The researchers stratified patients according to quartiles of a T-cell–inflamed gene expression signature that correlates with killer T-cell infiltration in bladder tumors. Compared with patients in the lowest quartile, patients whose tumors exhibited higher levels of immune infiltration had significantly improved DSS, although not OS. This association remained significant in a multivariable model that included clinical prognostic factors such as age, gender and clinical stage.
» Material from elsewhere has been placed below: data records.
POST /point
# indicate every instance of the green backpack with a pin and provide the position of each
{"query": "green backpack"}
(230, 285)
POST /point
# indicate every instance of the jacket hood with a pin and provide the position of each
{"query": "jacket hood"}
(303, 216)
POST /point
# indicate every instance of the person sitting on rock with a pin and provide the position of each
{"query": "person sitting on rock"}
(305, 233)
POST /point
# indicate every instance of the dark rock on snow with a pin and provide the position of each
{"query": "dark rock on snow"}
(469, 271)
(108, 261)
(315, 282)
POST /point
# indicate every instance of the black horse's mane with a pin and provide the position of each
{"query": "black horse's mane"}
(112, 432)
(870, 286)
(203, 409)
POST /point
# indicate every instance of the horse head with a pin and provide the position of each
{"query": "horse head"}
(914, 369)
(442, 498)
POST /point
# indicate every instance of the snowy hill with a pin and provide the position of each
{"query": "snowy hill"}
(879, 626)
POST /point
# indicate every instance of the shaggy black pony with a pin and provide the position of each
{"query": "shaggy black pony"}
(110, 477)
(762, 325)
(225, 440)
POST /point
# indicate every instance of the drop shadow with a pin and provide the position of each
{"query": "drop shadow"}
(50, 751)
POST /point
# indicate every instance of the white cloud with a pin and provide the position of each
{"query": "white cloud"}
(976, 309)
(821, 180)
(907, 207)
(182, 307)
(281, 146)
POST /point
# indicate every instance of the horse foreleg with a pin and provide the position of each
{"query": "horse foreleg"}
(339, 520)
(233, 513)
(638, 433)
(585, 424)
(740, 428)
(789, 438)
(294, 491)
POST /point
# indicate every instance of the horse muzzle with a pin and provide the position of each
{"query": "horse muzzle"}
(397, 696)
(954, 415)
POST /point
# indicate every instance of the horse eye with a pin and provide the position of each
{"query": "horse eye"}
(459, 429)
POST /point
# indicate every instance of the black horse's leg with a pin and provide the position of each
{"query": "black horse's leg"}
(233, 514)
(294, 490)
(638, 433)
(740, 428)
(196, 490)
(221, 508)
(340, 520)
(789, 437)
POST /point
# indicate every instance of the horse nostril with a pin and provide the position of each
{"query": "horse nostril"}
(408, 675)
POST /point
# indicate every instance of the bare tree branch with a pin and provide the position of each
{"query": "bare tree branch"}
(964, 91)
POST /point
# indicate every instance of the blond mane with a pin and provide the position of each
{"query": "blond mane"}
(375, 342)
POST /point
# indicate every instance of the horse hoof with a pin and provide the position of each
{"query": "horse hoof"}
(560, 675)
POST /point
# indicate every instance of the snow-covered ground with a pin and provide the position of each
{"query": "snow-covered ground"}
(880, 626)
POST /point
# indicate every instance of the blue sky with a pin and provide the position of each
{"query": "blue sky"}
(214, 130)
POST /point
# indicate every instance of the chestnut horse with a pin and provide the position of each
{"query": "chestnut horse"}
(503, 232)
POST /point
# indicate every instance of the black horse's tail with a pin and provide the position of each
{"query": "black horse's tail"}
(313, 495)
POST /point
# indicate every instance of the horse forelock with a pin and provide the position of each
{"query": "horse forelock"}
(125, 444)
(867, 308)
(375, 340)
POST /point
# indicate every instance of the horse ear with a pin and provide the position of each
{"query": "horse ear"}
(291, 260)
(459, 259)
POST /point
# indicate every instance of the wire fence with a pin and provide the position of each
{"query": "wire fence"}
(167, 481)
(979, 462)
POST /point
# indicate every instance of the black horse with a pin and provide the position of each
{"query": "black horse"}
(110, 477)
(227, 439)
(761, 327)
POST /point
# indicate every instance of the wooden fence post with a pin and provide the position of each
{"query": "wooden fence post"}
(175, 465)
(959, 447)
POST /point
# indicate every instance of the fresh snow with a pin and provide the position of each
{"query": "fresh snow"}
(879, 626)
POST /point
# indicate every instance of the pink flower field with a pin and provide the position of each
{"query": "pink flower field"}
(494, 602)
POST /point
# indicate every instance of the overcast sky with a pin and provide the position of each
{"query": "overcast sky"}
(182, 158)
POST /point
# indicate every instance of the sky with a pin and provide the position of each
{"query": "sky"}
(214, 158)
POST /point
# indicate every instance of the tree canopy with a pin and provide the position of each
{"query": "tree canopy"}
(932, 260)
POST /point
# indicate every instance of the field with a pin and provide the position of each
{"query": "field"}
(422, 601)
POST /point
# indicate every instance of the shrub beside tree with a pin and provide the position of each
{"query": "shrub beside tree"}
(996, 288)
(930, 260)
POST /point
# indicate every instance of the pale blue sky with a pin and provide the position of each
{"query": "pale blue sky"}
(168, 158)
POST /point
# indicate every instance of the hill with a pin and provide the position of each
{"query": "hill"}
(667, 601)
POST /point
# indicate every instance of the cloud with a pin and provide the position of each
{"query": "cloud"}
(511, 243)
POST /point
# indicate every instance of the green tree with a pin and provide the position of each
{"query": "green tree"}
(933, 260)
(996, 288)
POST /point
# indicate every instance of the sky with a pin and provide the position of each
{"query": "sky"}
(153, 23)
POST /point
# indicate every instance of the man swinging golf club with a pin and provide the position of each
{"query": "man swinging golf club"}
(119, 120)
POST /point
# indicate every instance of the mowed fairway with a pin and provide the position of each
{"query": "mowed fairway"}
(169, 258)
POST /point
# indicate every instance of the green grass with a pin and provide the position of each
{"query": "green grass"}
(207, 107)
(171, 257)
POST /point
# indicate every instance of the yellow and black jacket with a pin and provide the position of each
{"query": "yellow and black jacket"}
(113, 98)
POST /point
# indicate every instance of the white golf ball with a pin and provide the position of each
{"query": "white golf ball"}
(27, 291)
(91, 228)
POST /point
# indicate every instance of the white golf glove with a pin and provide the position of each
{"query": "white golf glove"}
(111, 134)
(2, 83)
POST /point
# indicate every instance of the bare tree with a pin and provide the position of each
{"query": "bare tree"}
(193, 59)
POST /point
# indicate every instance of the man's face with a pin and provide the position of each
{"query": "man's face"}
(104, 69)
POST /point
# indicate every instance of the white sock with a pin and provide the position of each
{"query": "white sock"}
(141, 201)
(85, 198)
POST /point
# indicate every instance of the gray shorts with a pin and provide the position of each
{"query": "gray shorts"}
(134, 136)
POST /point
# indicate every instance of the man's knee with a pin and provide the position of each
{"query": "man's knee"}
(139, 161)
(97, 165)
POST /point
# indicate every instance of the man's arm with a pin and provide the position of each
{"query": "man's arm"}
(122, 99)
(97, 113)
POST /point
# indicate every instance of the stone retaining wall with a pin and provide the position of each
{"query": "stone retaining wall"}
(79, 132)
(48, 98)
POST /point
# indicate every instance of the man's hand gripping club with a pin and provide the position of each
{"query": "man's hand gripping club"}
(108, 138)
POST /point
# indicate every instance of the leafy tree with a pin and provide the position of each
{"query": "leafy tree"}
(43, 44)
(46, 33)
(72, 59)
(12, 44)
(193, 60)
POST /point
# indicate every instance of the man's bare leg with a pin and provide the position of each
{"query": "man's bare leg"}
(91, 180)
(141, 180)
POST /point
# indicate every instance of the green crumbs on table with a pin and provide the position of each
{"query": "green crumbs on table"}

In the NAC/RC cohort, there was no significant association between immune score and survival.

For interferon (IFN) signaling, which drives immune activation in tumor cells, the results were similar to the T-cell–inflamed signature. Patients in the TMT cohort with higher IFN-gamma signature scores had significantly improved DSS, but not improved OS. A higher IFN-gamma score remained significantly associated with improved DSS in a multivariable model including clinical factors.

In the NAC/RC cohort, there was no association between IFN-gamma score and survival.

Stromal Infiltration

The researchers defined a stromal infiltration signature based on nine genes typically expressed in fibroblasts or myofibroblasts. In both the TMT and NAC/RC cohorts, stromal signature scores were highest in the luminal-infiltrated subgroup and lowest in the luminal subgroup.

Both cohorts were then divided into quartiles of stromal infiltration signature. In the TMT cohort, there was no association between stromal infiltration and DSS or OS. However, in the NAC/RC cohort, patients in the top three quartiles had significantly worse DSS and OS than those in the lowest quartile. Radiation delivered as part of TMT could counter the treatment-resistant phenotype associated with stromal infiltration.

There were substantial differences in clinical characteristics within and between the TMT and NAC/RC cohorts.

Before gene profiling can be used to select candidates for TMT, these findings need to be validated in prospective trials.